You can count on one hand (with room the spare) the number of times Verstappen has had a car that’s potentially capable of pole position. Sometimes – like Monaco last year – he bottled it. Other times – Singapore last year – his car had issues. And others, like in Mexico, his teammate pinched it from him at the last moment.
Today, at the Hungaroring, he finally achieved it, having already won seven races in his career. That equals Jackie Stewart’s record, who also won seven races before taking his first pole position.
Verstappen looked strong throughout the session and his first run in Q3 was a good couple of tenths quicker than the chasing pack. On his second run, he found another few tenths – and he needed to. Bottas also put in a stonking lap to come within a couple of hundredths of pipping Verstappen, joining him on the front row and outqualifying Lewis Hamilton in the process.
The Ferrari’s didn’t really have an answer for their rivals. Charles Leclerc almost ruined his weekend when he hit the wall in Q1 and damaged the rear wing but fortunately, the team was able to repair the damage in time for Q2. He recovered nicely to edge out Sebastian Vettel and although their overall lap time was slower, the Ferrari was comfortably the quickest car in the first sector – in other words, the part of the lap where overtaking is at least slightly possible. Pierre Gasly was a distant sixth, almost nine-tenths slower than his teammate. Ouch…
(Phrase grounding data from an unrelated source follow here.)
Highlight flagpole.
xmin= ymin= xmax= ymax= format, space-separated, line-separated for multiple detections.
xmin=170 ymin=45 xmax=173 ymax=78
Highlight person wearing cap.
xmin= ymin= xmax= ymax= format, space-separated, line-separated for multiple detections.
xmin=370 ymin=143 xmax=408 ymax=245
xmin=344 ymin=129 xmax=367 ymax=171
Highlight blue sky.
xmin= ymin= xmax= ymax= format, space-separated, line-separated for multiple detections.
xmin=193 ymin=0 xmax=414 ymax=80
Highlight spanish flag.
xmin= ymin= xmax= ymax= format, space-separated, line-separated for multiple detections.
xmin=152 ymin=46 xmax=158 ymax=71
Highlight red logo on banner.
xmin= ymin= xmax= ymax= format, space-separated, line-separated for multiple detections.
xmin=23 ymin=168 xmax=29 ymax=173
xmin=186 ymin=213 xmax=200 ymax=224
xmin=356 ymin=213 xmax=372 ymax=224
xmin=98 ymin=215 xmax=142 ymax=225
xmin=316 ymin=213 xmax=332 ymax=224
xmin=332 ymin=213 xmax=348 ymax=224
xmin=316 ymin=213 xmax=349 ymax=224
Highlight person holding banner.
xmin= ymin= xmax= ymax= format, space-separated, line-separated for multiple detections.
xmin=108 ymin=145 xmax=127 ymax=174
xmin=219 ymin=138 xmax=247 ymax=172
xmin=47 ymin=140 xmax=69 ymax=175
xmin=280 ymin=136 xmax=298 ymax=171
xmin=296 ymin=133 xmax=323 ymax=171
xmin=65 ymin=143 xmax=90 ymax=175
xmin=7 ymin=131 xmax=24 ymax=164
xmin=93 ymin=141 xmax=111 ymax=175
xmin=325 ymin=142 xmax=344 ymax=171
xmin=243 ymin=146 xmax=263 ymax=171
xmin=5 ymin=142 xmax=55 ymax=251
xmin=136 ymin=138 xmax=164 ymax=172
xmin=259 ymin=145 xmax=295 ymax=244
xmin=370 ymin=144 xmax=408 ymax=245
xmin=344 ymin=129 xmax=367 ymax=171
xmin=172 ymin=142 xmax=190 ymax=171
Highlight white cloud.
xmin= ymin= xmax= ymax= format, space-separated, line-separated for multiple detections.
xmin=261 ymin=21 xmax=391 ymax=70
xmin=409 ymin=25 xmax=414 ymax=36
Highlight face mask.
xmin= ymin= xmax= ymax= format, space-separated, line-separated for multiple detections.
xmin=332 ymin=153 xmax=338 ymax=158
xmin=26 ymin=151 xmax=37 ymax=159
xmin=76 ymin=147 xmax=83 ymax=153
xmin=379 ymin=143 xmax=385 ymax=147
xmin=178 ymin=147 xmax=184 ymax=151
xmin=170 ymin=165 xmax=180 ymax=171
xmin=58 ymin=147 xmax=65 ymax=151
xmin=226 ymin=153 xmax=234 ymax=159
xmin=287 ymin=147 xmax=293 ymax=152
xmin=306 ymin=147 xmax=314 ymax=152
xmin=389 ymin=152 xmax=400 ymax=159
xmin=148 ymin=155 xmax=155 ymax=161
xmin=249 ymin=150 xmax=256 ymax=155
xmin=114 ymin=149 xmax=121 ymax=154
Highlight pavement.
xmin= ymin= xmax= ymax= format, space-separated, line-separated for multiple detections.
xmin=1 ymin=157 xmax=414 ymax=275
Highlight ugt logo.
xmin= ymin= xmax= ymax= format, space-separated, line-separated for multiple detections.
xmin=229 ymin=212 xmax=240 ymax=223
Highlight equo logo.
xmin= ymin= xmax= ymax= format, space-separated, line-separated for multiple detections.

McLaren’s good form continued as Lando Norris took best-of-the-rest honours ahead of Carlos Sainz, with Romain Grosjean doing a super job to get into Q3 and qualify ninth ahead of Kimi Raikkonen.
Alongside Verstappen, perhaps the best qualifying effort of the whole day has to go to George Russell. On a weekend where Williams seems slightly less rubbish than usual thanks to some updates, he didn’t just manage to get close to some other cars, he actually outqualified three of them (and his teammate by a whopping 1.3 seconds) and was just half-a-tenth away from making it into Q2.
After Monaco, pole position is probably more important at the Hungaroring than any other circuit. If Max can hold his lead down to the first corner he’ll be tough to beat, but that’s easier said than done as his starts lately have barely been acceptable, let alone good. Then again, whenever he does make a bad start he seems to win anyway…
Can he make it three wins from four races? Can Bottas do his chances of keeping his Mercedes seat a favour by challenging him? Will the Ferrari be more of a threat in the race than they were in qualifying? And if Verstappen does win, will we have to starting thinking about him as a potential championship contender?